Now simulate this program using gem5. You will need to figure out how to supply command line arguments to programs in gem5. You can either use the example script supplied with gem5 in configs/examples/se.py or the script you created in Homework 1. Take a look at the file configs/examples/se.py and the file configs/common/Options.py to figure out how input arguments are to be supplied.

What to Hand In

Turn in your assignment by sending an email message to Prof. David Wood david@cs.wisc.edu and Nilay Vaish nilay@cs.wisc.edu with the subject line: “[CS752 Homework2]”.

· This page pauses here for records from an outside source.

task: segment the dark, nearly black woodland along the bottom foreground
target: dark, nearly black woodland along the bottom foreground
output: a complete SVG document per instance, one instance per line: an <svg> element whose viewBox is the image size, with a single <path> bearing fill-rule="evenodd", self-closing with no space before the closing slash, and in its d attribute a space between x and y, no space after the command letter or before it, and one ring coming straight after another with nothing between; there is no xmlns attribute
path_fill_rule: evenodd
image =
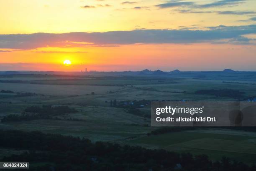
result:
<svg viewBox="0 0 256 171"><path fill-rule="evenodd" d="M174 153L38 131L0 131L0 146L28 150L1 159L30 162L36 171L256 171L242 162L210 161L208 156Z"/></svg>

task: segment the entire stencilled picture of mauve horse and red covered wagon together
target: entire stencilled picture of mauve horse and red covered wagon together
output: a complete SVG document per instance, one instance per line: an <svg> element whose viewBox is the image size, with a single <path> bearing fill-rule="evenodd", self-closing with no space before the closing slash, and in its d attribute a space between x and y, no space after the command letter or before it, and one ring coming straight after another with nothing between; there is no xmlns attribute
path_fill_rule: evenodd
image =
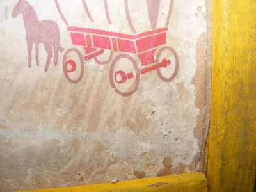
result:
<svg viewBox="0 0 256 192"><path fill-rule="evenodd" d="M166 46L167 26L170 22L173 1L174 0L170 1L165 27L158 29L157 20L160 1L145 1L152 30L137 33L132 24L128 1L126 0L124 2L126 19L132 33L136 33L136 35L130 35L100 29L69 26L58 0L55 0L54 2L58 13L60 14L63 22L67 25L67 30L70 32L72 44L84 48L83 53L76 47L72 47L65 51L63 56L63 73L65 74L65 77L71 83L79 83L84 76L84 62L94 59L95 62L100 65L110 64L109 81L111 83L111 87L116 93L122 96L129 96L136 92L140 84L140 76L148 72L156 71L159 79L166 82L172 81L179 70L177 52L172 47ZM82 0L81 3L83 3L84 12L90 21L94 22L86 1ZM104 1L104 10L106 20L111 24L107 0ZM26 0L19 0L12 12L12 17L17 17L19 14L23 15L24 26L26 28L28 67L31 68L31 52L34 43L36 49L36 65L39 65L38 44L43 43L45 51L48 54L45 65L45 72L47 72L52 58L52 51L54 53L54 65L57 65L58 52L62 52L64 50L60 45L60 30L58 28L58 24L52 20L39 21L35 9ZM160 46L161 49L156 52L157 47ZM109 53L109 58L105 61L99 61L97 56L104 54L104 50L106 49L111 51ZM167 54L168 56L166 56L166 54L165 56L162 56L162 54L164 55L164 52L169 52L169 54ZM70 53L77 54L78 60L67 60ZM134 57L138 57L138 61L140 62L134 60ZM129 62L127 65L132 64L133 68L131 71L125 72L124 70L118 70L115 68L116 63L124 60ZM127 63L127 61L125 63ZM164 70L166 70L166 72L164 72L164 74L167 74L167 77L166 75L163 76L163 70L160 70L161 68L165 68ZM72 77L72 73L78 73L79 76L74 78ZM134 85L125 88L125 83L127 81L134 81ZM125 91L122 91L124 89Z"/></svg>

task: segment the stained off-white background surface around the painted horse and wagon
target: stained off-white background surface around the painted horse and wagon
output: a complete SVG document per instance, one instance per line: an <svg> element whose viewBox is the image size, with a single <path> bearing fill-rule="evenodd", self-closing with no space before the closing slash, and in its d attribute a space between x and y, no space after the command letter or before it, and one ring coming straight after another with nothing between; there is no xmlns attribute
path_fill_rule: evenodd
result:
<svg viewBox="0 0 256 192"><path fill-rule="evenodd" d="M164 82L156 71L141 74L138 90L129 97L111 87L111 62L98 65L94 60L86 61L83 79L79 83L68 81L62 66L65 51L77 47L84 54L84 49L72 45L54 1L28 2L39 20L58 24L60 44L65 50L58 54L58 65L52 58L44 72L47 53L40 44L37 66L34 45L29 68L23 17L11 16L17 2L0 3L1 191L202 170L209 124L211 61L206 52L204 0L174 1L166 45L173 47L179 57L177 76ZM124 1L108 1L111 24L106 20L104 1L86 3L94 22L84 13L81 1L60 1L70 26L133 34ZM161 1L157 28L164 27L169 4L170 1ZM129 1L129 8L137 33L152 30L145 1ZM109 53L106 51L99 60L106 59ZM114 58L118 54L115 52ZM129 55L141 68L138 57ZM76 56L68 56L72 58ZM117 65L122 70L132 70L125 59ZM116 85L122 91L132 86L134 82L124 87Z"/></svg>

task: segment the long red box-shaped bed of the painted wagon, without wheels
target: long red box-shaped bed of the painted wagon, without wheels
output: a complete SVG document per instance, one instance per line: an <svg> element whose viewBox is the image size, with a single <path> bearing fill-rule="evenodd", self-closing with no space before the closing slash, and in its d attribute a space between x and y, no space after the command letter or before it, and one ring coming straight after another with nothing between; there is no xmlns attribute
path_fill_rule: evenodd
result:
<svg viewBox="0 0 256 192"><path fill-rule="evenodd" d="M68 27L72 44L115 52L140 53L166 44L167 27L129 35L99 29Z"/></svg>

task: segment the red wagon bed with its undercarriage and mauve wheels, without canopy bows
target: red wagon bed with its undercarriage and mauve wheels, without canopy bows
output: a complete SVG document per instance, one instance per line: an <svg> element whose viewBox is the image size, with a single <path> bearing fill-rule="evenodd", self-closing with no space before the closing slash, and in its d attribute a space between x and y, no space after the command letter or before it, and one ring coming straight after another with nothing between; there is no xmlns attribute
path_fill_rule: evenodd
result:
<svg viewBox="0 0 256 192"><path fill-rule="evenodd" d="M122 96L132 95L138 89L140 82L140 75L156 70L160 79L163 81L172 81L176 76L179 69L179 61L177 53L172 49L172 47L162 47L157 54L155 54L157 47L166 44L166 32L168 28L160 28L152 31L147 31L145 33L140 33L136 35L129 35L124 33L115 33L110 31L103 31L99 29L89 29L89 28L78 28L68 26L68 31L70 31L70 37L73 45L82 46L85 51L85 56L83 57L81 52L76 49L68 49L65 52L63 58L63 71L67 79L72 83L77 83L83 78L84 72L84 60L88 61L94 59L99 64L107 64L111 62L110 72L109 72L109 81L113 90L116 93ZM104 54L104 50L111 50L111 54L106 61L99 61L97 56ZM163 58L160 60L161 53L164 50L172 52L175 59L175 70L172 72L170 77L164 77L161 74L160 68L166 68L172 62L168 58ZM75 72L77 70L76 62L73 60L67 60L67 55L70 52L76 52L79 56L81 62L81 74L77 79L71 79L69 76L70 72ZM113 58L113 52L123 52ZM141 61L141 66L139 68L134 56L130 54L135 54ZM126 58L131 61L134 72L124 72L123 70L118 70L114 72L114 67L118 60ZM154 65L151 65L154 64ZM68 70L67 65L71 65L71 68ZM150 66L149 66L150 65ZM129 79L134 79L135 85L132 90L127 92L122 92L118 89L116 84L124 84Z"/></svg>

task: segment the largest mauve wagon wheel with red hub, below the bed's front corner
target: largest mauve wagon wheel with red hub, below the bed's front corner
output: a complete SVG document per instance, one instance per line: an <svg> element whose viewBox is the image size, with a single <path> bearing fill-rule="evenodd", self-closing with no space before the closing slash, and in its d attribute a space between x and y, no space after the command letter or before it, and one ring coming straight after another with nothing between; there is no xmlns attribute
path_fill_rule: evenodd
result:
<svg viewBox="0 0 256 192"><path fill-rule="evenodd" d="M130 63L129 66L125 65L127 61ZM116 68L118 68L116 66L118 65L122 67L121 70L116 70ZM125 68L124 72L122 70L124 67L130 68ZM113 90L115 90L119 95L125 97L136 92L140 84L140 70L134 58L129 54L120 54L116 56L111 63L109 80Z"/></svg>

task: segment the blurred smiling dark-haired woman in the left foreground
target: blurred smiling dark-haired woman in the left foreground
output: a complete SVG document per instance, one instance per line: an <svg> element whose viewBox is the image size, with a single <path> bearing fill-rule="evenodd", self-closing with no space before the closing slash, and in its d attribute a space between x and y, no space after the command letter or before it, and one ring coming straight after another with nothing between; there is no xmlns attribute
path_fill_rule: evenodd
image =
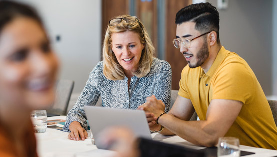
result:
<svg viewBox="0 0 277 157"><path fill-rule="evenodd" d="M30 112L54 101L57 68L37 13L0 1L0 157L37 157Z"/></svg>

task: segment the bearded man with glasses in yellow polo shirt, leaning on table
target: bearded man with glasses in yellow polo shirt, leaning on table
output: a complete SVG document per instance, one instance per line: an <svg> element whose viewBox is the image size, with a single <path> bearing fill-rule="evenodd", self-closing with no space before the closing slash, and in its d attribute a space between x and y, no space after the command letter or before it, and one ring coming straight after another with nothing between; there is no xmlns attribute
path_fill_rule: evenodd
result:
<svg viewBox="0 0 277 157"><path fill-rule="evenodd" d="M277 127L266 96L246 61L221 45L216 8L210 3L187 6L175 23L173 44L188 65L169 113L163 113L165 106L155 96L139 107L147 111L150 129L206 147L233 136L242 145L277 149ZM200 121L188 121L194 111Z"/></svg>

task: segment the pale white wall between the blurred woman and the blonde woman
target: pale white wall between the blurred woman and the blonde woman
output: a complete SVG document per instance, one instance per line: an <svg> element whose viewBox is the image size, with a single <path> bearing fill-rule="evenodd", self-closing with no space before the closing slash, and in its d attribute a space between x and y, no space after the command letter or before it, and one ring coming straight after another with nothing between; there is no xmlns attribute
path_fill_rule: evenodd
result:
<svg viewBox="0 0 277 157"><path fill-rule="evenodd" d="M38 10L61 61L59 78L74 80L73 94L79 94L100 61L101 0L17 1ZM57 35L60 41L56 41Z"/></svg>

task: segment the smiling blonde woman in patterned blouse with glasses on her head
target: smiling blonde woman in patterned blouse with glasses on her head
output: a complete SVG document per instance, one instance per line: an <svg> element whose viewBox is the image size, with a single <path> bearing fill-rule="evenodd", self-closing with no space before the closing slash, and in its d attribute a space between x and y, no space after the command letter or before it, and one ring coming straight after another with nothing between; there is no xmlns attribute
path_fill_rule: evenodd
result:
<svg viewBox="0 0 277 157"><path fill-rule="evenodd" d="M109 21L103 61L92 70L67 115L64 131L70 131L69 139L87 138L83 107L95 105L99 96L103 107L135 110L146 102L146 97L155 95L166 105L165 111L169 110L171 67L168 62L154 58L153 53L151 39L137 17L121 15Z"/></svg>

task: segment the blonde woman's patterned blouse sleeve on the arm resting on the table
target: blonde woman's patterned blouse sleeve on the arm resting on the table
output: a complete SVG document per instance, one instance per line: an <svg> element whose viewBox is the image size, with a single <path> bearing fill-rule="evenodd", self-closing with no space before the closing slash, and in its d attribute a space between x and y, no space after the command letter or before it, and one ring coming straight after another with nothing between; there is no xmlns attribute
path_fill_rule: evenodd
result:
<svg viewBox="0 0 277 157"><path fill-rule="evenodd" d="M77 121L81 124L81 126L87 130L87 118L84 111L85 105L95 105L100 96L99 90L96 88L97 85L97 66L90 73L87 83L81 92L81 95L78 97L77 102L74 107L69 110L66 122L63 127L63 131L70 132L69 125L73 121Z"/></svg>

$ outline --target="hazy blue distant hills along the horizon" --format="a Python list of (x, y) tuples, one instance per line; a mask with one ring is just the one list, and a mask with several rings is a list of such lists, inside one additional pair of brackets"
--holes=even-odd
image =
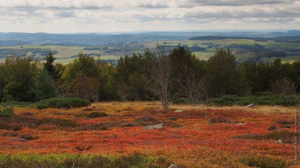
[[(24, 43), (37, 44), (56, 44), (56, 45), (80, 45), (80, 46), (100, 46), (108, 43), (119, 42), (147, 42), (156, 40), (185, 40), (185, 39), (227, 39), (234, 37), (236, 39), (264, 39), (265, 37), (275, 38), (284, 36), (300, 36), (300, 30), (290, 30), (287, 32), (268, 32), (259, 33), (251, 31), (233, 31), (233, 32), (201, 32), (201, 31), (153, 31), (143, 33), (125, 33), (125, 34), (100, 34), (100, 33), (82, 33), (82, 34), (52, 34), (52, 33), (1, 33), (0, 40), (7, 40), (0, 45), (18, 45)], [(250, 38), (251, 37), (251, 38)], [(14, 41), (11, 41), (14, 40)], [(9, 42), (10, 41), (10, 42)]]

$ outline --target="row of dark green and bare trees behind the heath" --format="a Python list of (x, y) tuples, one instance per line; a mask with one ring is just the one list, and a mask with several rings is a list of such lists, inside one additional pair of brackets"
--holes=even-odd
[(7, 57), (0, 64), (1, 101), (36, 102), (51, 97), (82, 97), (93, 102), (160, 100), (168, 108), (178, 97), (197, 104), (228, 94), (287, 94), (283, 81), (300, 82), (299, 60), (290, 64), (277, 58), (274, 64), (245, 61), (238, 65), (233, 52), (222, 48), (207, 61), (182, 46), (166, 53), (159, 44), (143, 54), (120, 57), (116, 66), (82, 53), (67, 65), (54, 64), (51, 51), (45, 60)]

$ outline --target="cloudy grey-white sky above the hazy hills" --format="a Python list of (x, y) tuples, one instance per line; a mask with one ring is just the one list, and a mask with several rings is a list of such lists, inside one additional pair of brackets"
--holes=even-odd
[(300, 29), (300, 0), (0, 0), (0, 32)]

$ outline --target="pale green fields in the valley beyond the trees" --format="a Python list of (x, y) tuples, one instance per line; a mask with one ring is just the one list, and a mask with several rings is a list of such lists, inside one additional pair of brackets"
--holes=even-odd
[[(273, 51), (282, 51), (287, 48), (289, 49), (300, 49), (300, 43), (294, 43), (294, 42), (274, 42), (274, 41), (268, 41), (268, 42), (258, 42), (254, 41), (252, 39), (218, 39), (218, 40), (171, 40), (171, 41), (158, 41), (160, 44), (165, 44), (166, 49), (172, 49), (167, 48), (168, 45), (176, 46), (176, 45), (188, 45), (188, 47), (192, 47), (193, 45), (198, 45), (199, 47), (205, 47), (207, 48), (208, 45), (203, 45), (201, 43), (212, 43), (214, 45), (220, 45), (221, 47), (226, 48), (226, 46), (231, 44), (238, 44), (238, 45), (250, 45), (253, 46), (255, 43), (259, 45), (264, 45), (265, 49), (270, 49)], [(120, 56), (124, 55), (132, 55), (133, 52), (139, 52), (143, 53), (144, 48), (149, 48), (150, 50), (153, 50), (156, 47), (156, 41), (150, 41), (150, 42), (139, 42), (138, 45), (144, 45), (143, 48), (134, 48), (134, 44), (130, 43), (123, 43), (123, 46), (126, 46), (127, 49), (130, 49), (132, 51), (130, 52), (113, 52), (113, 53), (105, 53), (105, 50), (83, 50), (84, 47), (82, 46), (63, 46), (63, 45), (40, 45), (40, 44), (25, 44), (25, 45), (15, 45), (15, 46), (2, 46), (1, 49), (49, 49), (49, 50), (55, 50), (58, 53), (55, 54), (55, 57), (58, 58), (55, 60), (55, 62), (61, 62), (64, 64), (69, 63), (74, 58), (71, 58), (73, 55), (78, 55), (79, 52), (82, 52), (83, 54), (99, 54), (101, 55), (101, 59), (119, 59)], [(23, 46), (23, 48), (21, 48)], [(121, 46), (122, 47), (122, 46)], [(109, 49), (121, 49), (121, 47), (110, 47)], [(124, 48), (124, 47), (123, 47)], [(241, 48), (230, 48), (234, 51), (236, 57), (238, 60), (242, 61), (246, 58), (252, 58), (253, 52), (249, 52), (248, 49), (241, 49)], [(215, 53), (216, 48), (207, 48), (205, 51), (196, 51), (193, 52), (198, 58), (203, 60), (208, 60), (210, 56), (212, 56)], [(31, 55), (32, 52), (27, 52), (27, 55)], [(299, 54), (300, 55), (300, 54)], [(289, 61), (292, 63), (294, 60), (300, 60), (300, 56), (286, 56), (282, 57), (283, 62)], [(40, 57), (41, 55), (37, 54), (35, 57)], [(270, 57), (267, 60), (274, 60), (276, 57)], [(3, 62), (5, 58), (0, 58), (0, 62)]]

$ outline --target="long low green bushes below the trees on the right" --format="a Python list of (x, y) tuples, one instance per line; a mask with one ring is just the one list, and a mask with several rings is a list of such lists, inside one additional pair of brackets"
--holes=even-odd
[(281, 106), (295, 106), (293, 97), (286, 96), (263, 96), (263, 97), (239, 97), (237, 95), (225, 95), (219, 98), (211, 98), (209, 102), (216, 106), (231, 106), (241, 105), (246, 106), (249, 104), (256, 105), (281, 105)]

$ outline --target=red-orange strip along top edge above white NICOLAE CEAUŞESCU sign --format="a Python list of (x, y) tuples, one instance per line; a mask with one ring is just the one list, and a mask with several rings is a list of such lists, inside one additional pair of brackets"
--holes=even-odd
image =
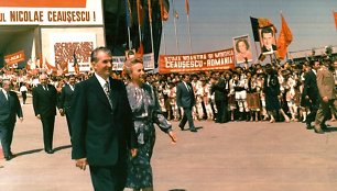
[(25, 7), (25, 8), (86, 8), (87, 0), (69, 1), (30, 1), (30, 0), (6, 0), (0, 1), (0, 7)]

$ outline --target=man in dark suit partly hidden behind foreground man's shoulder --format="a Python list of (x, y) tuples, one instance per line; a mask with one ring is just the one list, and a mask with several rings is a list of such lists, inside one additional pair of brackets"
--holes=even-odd
[(76, 78), (74, 75), (68, 77), (68, 82), (64, 85), (59, 96), (59, 103), (58, 110), (61, 115), (66, 115), (67, 124), (68, 124), (68, 132), (72, 137), (72, 123), (70, 120), (73, 119), (73, 111), (72, 111), (72, 100), (75, 90), (75, 82)]

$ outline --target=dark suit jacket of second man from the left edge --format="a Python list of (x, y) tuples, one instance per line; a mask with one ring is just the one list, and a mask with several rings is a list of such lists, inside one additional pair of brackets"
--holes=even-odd
[(41, 85), (33, 89), (33, 108), (35, 116), (55, 116), (57, 105), (57, 91), (52, 85), (47, 85), (48, 90), (44, 90)]

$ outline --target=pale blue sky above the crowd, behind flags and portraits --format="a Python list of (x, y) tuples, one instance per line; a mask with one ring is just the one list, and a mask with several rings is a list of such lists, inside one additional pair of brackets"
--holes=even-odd
[[(189, 54), (188, 25), (185, 0), (174, 0), (180, 19), (176, 20), (180, 54)], [(170, 0), (170, 19), (164, 24), (167, 55), (177, 54)], [(333, 10), (337, 0), (189, 0), (189, 23), (193, 53), (205, 53), (232, 47), (232, 37), (248, 34), (253, 43), (249, 16), (267, 18), (281, 27), (282, 11), (292, 33), (290, 52), (337, 45), (337, 30)], [(257, 43), (258, 48), (259, 44)], [(254, 47), (253, 47), (254, 52)]]

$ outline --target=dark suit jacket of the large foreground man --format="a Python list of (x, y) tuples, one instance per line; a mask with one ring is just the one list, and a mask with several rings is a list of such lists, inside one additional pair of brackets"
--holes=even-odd
[(126, 87), (109, 80), (112, 109), (96, 76), (77, 83), (73, 98), (72, 158), (87, 158), (93, 166), (113, 166), (127, 157), (127, 148), (137, 148)]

The email should contain the name and ID numbers of the student submitting the assignment. The files below should be attached as a zip file to the email.
A file named fsubr.c which is used for testing the implementation of FSUBR.
A patch file containing the changes made to src/arch/x86/isa/insts/x87/arithmetic/ and src/arch/x86/isa/decoder/x87.isa. You can generate the patch using the mercurial command hg diff src/arch/x86/isa > /tmp/changes.patch.
stats.txt file for two different simulations of the program: one using the TimingSimpleCPU and the other using the MinorCPU.
A short report (200 words) on your experience with the language / method used by gem5 for implementing different ISAs.